Teresa Toguchi Swartz

Teresa Toguchi Swartz
Assistant Professor
Room 933 Social Sciences
Office: 612-626-1862
E-Mail: tswartz@umn.edu

CV

Teresa Toguchi Swartz is an Assistant Professor of Sociology and a faculty member of the Asian American Studies Program at the University of Minnesota where she teaches courses on the intersections of race, class and gender, and on the family. She received her Ph.D. in Sociology from the University of California at San Diego in 2001. Her research interests include families, gender, race and ethnicity, carework, and public policy. Her first book brings together these issues through an analysis of foster family care in a state contracted non-profit children’s services agency. Parenting for the State: An Ethnographic Analysis of Non-Profit Foster Care (Routledge 2005), examines how actors in the foster care system—foster parents, social workers, and policy makers—understand and perform their work as care providers to children under state protection within a highly regulated and bureaucratic context.

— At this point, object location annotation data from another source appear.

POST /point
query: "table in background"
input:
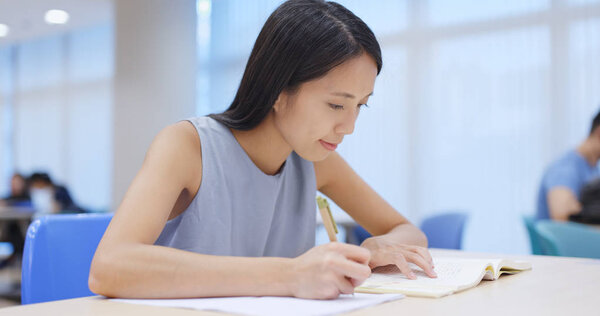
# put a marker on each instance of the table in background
(555, 286)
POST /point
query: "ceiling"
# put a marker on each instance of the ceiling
(25, 18)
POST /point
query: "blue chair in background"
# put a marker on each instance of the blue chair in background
(534, 238)
(568, 239)
(57, 256)
(445, 230)
(442, 231)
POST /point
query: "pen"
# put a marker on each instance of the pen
(328, 220)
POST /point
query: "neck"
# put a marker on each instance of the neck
(264, 145)
(590, 151)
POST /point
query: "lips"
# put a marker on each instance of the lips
(328, 146)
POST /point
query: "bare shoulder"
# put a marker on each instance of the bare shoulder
(176, 150)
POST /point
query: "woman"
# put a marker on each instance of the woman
(225, 205)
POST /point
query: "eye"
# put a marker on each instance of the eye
(336, 106)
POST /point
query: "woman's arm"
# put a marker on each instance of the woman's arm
(128, 264)
(395, 240)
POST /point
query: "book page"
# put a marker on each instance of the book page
(454, 274)
(504, 266)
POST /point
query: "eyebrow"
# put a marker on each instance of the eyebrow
(348, 95)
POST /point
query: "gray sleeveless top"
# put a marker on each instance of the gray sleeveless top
(241, 211)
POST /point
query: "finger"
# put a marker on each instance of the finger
(352, 269)
(344, 285)
(425, 254)
(402, 264)
(421, 262)
(352, 252)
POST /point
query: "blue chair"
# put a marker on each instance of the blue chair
(445, 230)
(568, 239)
(534, 238)
(57, 256)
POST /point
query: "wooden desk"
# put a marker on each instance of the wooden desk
(555, 286)
(9, 213)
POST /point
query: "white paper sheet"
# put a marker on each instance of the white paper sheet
(269, 305)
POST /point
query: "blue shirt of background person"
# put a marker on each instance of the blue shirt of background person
(563, 180)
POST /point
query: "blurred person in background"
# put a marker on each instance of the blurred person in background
(48, 197)
(563, 180)
(19, 194)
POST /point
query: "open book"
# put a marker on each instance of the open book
(454, 275)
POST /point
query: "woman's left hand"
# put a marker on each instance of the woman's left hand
(385, 251)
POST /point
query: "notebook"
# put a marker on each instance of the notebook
(275, 306)
(454, 275)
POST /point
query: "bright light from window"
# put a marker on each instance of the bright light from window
(56, 17)
(203, 7)
(3, 30)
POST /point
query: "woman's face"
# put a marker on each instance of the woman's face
(315, 118)
(17, 185)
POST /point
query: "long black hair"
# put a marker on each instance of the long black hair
(300, 41)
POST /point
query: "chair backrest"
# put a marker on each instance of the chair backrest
(445, 230)
(57, 256)
(534, 238)
(568, 239)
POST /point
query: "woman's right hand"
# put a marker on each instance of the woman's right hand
(326, 271)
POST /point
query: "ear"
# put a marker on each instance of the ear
(280, 102)
(596, 133)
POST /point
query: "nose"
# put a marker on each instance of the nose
(346, 125)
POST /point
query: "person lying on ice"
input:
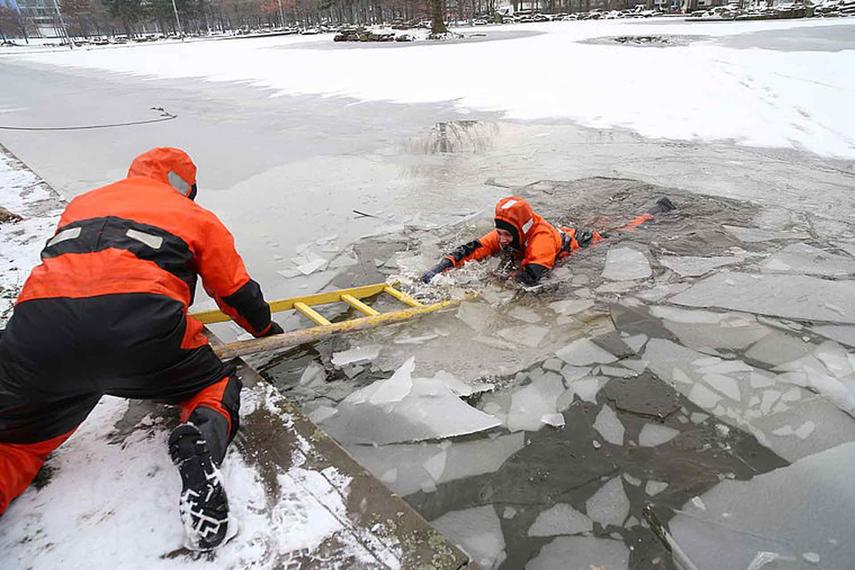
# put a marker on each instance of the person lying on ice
(535, 244)
(106, 313)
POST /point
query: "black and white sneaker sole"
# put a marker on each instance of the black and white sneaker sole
(203, 504)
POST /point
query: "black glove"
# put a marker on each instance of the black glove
(428, 275)
(274, 329)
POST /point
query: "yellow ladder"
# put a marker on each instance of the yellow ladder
(324, 328)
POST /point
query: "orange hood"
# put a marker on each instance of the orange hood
(171, 166)
(515, 215)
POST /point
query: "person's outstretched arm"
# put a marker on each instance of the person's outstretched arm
(481, 248)
(225, 279)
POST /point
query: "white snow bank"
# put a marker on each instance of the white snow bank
(118, 501)
(22, 193)
(698, 91)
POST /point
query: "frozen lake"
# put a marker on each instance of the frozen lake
(703, 364)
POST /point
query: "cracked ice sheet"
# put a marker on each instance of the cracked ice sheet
(696, 266)
(582, 352)
(403, 409)
(609, 426)
(403, 467)
(829, 371)
(805, 259)
(585, 552)
(753, 235)
(100, 490)
(841, 333)
(801, 508)
(706, 329)
(789, 296)
(478, 531)
(531, 403)
(626, 264)
(761, 410)
(560, 519)
(609, 505)
(357, 355)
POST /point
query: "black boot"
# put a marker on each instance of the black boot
(203, 505)
(663, 205)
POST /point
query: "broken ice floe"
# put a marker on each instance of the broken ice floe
(784, 511)
(582, 352)
(706, 329)
(609, 426)
(653, 488)
(402, 409)
(408, 468)
(761, 409)
(656, 434)
(477, 316)
(585, 552)
(626, 264)
(753, 235)
(526, 335)
(696, 266)
(478, 531)
(357, 355)
(530, 403)
(841, 333)
(560, 519)
(805, 259)
(777, 295)
(609, 505)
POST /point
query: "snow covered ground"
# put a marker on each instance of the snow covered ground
(25, 194)
(109, 496)
(736, 317)
(700, 90)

She finds that despite the benevolent intentions of providers, competing cultural logics, inequality, and a fragmented bureaucracy undermine the quality of care that is provided to children. Professor Swartz is currently writing her next book entitled Growing Up But Not Apart: Intergenerational Relations and the Transition to Adulthood . This book uses 489 interviews collected through the Research Network on Transitions to Adulthood with young adults from five U.S. cities to examine intergenerational support and relationships between parents and young adult children. Specific comparisons are made by race and ethnicity, class, gender, immigration status, and region of the country. Professor Swartz is also working on papers concerned with intergenerational relations among Hmong families, welfare receipt and civic participation, privatized child welfare services, and work and family tensions faced by young adults.